As he ate and drank more, Joseph found it increasingly hard to listen to the rest of the conversation. The Adamsons were generous with their attention, yet in the lulls, when Grace’s face was turned away, or when Stephen toasted some future promise in their destination, he was dragged back into melancholy. Something nagged at him, and the wine played with the nerves in his head. He had something to do, he was sure of it. He played with his dessert fork, tapping the prongs on his knuckles, frowning, whilst the rest of the table listened to the now raucous conversation of Bermondsey and Yagorushka. The room at large was still busy, but theirs was certainly the loudest table. Joseph looked about, missing the glares directed at his party from other diners. Then he saw Morlons.
Joseph stood, so quickly he nearly knocked over his wine. He stayed the glass, and Roberts looked at it with a grimace.
‘Excuse me,’ Joseph mumbled, pushing back his chair. Roberts tore his gaze from the wine to Joseph’s face, eyes astonished, face green… and then he stood too. Not saying a word, he took the opportunity to flee the room entirely. They all watched him go, leaving Joseph the gap he needed: without a word, he strode over to Morlons, who smiled at him.
‘Mr Morlons,’ Joseph began, a horrible feeling clawing his throat, ‘you were to warn me when we were leaving sight of land.

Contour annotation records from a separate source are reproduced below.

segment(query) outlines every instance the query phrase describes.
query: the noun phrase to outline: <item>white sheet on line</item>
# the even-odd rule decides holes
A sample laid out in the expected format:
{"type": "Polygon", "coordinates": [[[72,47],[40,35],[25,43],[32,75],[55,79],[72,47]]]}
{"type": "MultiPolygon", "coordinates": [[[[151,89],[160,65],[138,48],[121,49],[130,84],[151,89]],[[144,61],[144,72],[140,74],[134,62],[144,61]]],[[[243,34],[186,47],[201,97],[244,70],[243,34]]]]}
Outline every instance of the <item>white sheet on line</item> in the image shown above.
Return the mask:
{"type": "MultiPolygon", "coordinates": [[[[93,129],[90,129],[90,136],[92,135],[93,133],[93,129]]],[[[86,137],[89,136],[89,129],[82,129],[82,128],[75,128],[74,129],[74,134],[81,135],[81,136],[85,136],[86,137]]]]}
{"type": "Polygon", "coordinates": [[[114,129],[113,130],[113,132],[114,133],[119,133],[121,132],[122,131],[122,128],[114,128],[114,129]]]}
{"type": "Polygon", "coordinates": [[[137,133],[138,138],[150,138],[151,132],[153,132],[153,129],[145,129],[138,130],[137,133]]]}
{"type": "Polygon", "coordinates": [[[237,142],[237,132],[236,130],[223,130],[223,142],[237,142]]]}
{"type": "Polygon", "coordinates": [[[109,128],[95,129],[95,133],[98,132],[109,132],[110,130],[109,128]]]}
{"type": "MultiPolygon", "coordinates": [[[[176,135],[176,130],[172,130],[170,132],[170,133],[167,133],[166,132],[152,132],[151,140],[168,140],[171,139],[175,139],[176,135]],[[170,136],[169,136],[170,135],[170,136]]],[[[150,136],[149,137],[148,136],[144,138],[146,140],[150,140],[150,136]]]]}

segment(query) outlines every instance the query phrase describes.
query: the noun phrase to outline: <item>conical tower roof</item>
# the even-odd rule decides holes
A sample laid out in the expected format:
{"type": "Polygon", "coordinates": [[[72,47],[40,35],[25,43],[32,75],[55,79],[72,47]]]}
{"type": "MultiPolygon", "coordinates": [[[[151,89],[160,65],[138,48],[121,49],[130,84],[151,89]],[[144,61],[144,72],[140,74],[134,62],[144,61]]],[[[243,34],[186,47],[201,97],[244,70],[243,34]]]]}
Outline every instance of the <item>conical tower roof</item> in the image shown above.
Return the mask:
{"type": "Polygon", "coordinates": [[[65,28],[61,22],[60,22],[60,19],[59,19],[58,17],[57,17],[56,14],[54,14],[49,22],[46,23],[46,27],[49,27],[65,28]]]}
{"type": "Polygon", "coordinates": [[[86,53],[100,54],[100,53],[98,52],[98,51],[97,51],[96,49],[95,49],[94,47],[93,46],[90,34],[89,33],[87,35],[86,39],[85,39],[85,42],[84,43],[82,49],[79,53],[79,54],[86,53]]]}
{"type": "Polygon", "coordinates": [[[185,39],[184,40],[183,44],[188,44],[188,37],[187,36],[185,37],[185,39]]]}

I trust that moment has not yet arrived?’
Morlons’ face fell, and he put his hands together. ‘Oh, Monsieur, oh, I am sorry – I think you may still catch a sight’, he pulled a watch from a front pocket. ‘Indeed, Monsieur, I believe we are just at the moment now.’ Morlon’s eyes were ball-bearings: the eyes of Moloch.
Joseph left him without a word, and ignored the call of Grace Adamson as he crossed the room, rushing towards the door.

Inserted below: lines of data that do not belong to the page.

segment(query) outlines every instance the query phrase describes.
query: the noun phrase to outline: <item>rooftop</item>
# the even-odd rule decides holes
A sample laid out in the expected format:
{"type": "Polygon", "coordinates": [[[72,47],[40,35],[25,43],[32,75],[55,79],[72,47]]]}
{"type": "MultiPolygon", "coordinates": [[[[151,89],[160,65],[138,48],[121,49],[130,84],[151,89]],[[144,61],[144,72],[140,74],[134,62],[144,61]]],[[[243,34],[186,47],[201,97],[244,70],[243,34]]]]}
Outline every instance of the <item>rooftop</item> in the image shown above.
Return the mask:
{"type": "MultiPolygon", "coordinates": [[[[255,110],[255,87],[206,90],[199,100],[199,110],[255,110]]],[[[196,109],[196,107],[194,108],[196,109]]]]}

Out he went, onto the starboard promenade. The sun was lower: it was already nearly mid-afternoon, the winter day falling into the darkening sea. He gazed out at the horizon, but there was nothing there – not even a light. The Île de France had sailed into the bosom of the Atlantic, and he had not said farewell to his land, and so to Emily.
‘Joseph?’ Stephen called, as he stepped on deck. ‘Are you alright? Wanna smoke?’
But Joseph turned and walked past him, heart trembling, thinking of nothing but of locking himself in his cabin, of binding himself to the gloom, of becoming trapped like his fingers that, once more, were caught in the blue handkerchief.